Fat Bottomed Girls Wake You Up Rudely

No no, this is not a post about one of the many fat bottomed boogers that continue to stalk my writings (though if the spandex splits honey, wear it proudly!).  The reference is about the song, “Fat Bottomed Girls” by Queen.  It is one of my all time favorites of the band and somewhere I have the CDs though not at all certain any longer where they are stashed.  The song is set for my alarm on my phone.  So bright and early this morning my room is filled with the song.  At 6:30am it is a RUDE sound, very rude.  But it does the trick, I’m up and at ‘em and chipper!  :)

I love mornings when it is quiet and peaceful.  Even rainy days like today are nice in their own way.

This morning as I was sitting here looking at the stats on my blog dashboard.  97,459 visitors have  been to my blog since it began 31 months ago (as of this writing).  That averages out to over 3100 a month.  In the beginning the numbers were lower and most folks were coming to get my side of the  divorce story saga, or relish the raw pain and struggle for happiness.  I had moved to this page from my previous blog because I was not longer to be the wife of my hero, my Prince Charming, the fire fighter.  I left that blog page up, From The Mind Of A Fire Fighter’s Wife because I hate to destroy anything I took time to write.   I started this new page when we began the painful time of ending our marriage.  But most of the time the posts here were not about my divorce and over time my following has grown in great numbers.  I’m must be sharing something here that causes folks to want to check it out and return.  I’ve even been offered money to write posts for my blog for various businesses, but I’ve resisted other than one free, charity post.

My thoughts are always mine, the struggles and triumphs and deep thoughts I share come from my heart.  I share quotes and images at times that are not my own but touched me in some way. I guess what I am saying is that I am simply amazed at the number of readers I have, and that it won’t be too long now and I’ll roll 100,000 visitors.  And that just leaves this fat bottomed girl in awe.

30 Days Of Thankfulness ~ Day 4

TheSingleWoman™ ~  Toxic people pollute everything around them. It’s not only okay to remove them from your life..it’s necessary.

OH such a very true statement that is!  My life has been infiltrated by a few toxic folks over time.  Some were just negative, others annoying and depressing, and still others out right damaging.

Negative people are like cement shoes around your feet in a smelly swamp.  They weigh you down, pulling you into the stagnant waters of their miserable attitudes and personalities.  No matter what there is good about someone or something, they find only the negative to capitalize on.  In some cases it is jealousy driven, no one else can be seen as pretty, sexy or as handsome as them.  Evil Queen syndrome, like from Snow White, they believe their ‘magic mirror’ ego that they are the most beautiful in the land when in fact they are nothing but covered in negative warts of ugliness. Gossip, lies and attacks are all they know, and if they do seem to be nice, it is about them, not you.  You are only worthy of their praise until they no longer have use for you.  They find fault in your ability to be happy in the worst of situations, because they are not happy people.  They suck you in to their misery and taint your view of others and often yourself.

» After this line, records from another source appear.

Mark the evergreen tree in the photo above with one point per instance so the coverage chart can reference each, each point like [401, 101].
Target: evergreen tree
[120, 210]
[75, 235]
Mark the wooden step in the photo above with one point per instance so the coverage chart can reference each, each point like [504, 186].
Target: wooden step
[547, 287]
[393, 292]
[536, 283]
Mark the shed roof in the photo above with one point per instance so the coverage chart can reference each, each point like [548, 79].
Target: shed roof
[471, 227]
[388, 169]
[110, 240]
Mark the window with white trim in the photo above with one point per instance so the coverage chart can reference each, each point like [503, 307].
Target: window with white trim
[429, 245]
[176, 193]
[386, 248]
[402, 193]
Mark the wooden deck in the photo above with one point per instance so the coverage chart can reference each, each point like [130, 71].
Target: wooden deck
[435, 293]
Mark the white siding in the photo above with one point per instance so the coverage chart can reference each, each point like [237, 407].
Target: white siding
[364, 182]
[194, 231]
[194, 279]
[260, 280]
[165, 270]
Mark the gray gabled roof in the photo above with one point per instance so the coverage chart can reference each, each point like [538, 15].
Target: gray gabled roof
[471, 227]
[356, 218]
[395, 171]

Annoying and depressed people are harmless for the most part but they still are a drain on the emotions and mind.  Usually they are very needy types that suck your good will dry when you try to lend an ear or a helping hand.  If something bad happens to them, they are stuck there for years, unable to move forward even with professional help and drugs.  They are miserable and want someone to pay for their misery, their inability to just get over things and move on with their lives.  They cannot see that even if wronged, their reaction to their situations and choice to nurture and feed their hurt is making them sick, emotionally and mentally.  They try to sway others to their view, even concocting elaborate lies if necessary.  Infected boils on the happiness of others, they need to go!

The damaging types can be controlling, or abusive though mostly with their words sometimes it goes physical.  They can never tell you anything you do right, just what you do wrong.  You are to blame for everything wrong with them, from their temper to how they treat you.  There is no taking responsibility for their actions or reactions.  Before long you have compromised yourself and your self esteem to please them.

I’ve known toxic people of each type, but removing them is harder for someone like me.  I’m entirely too forgiving, I try hard to see the good in people and make excuses for their bad or lame behavior.  I’ve stayed in relationships long after I should have chosen to exit stage left and run like hell because I have a desire to make things right and hate that anyone is angry with me or finds fault in me.

Thankfully, 3 of the most toxic people in my life made the choice to remove themselves from my sphere of existence, and it was on the level of having cancerous tumors removed!  It wasn’t until after they were gone and I had time to heal from the broken relationship and friendships that I realized just how ‘ill’ I had become by their poisonous presence in my life.

I never thought the day would come, but I am ever so thankful now for the persons in my life that were toxic and chose to leave me behind them and move on.  They did for me what I was unable to do for myself because I allowed my love for them the cloud my common sense and level headed thinking.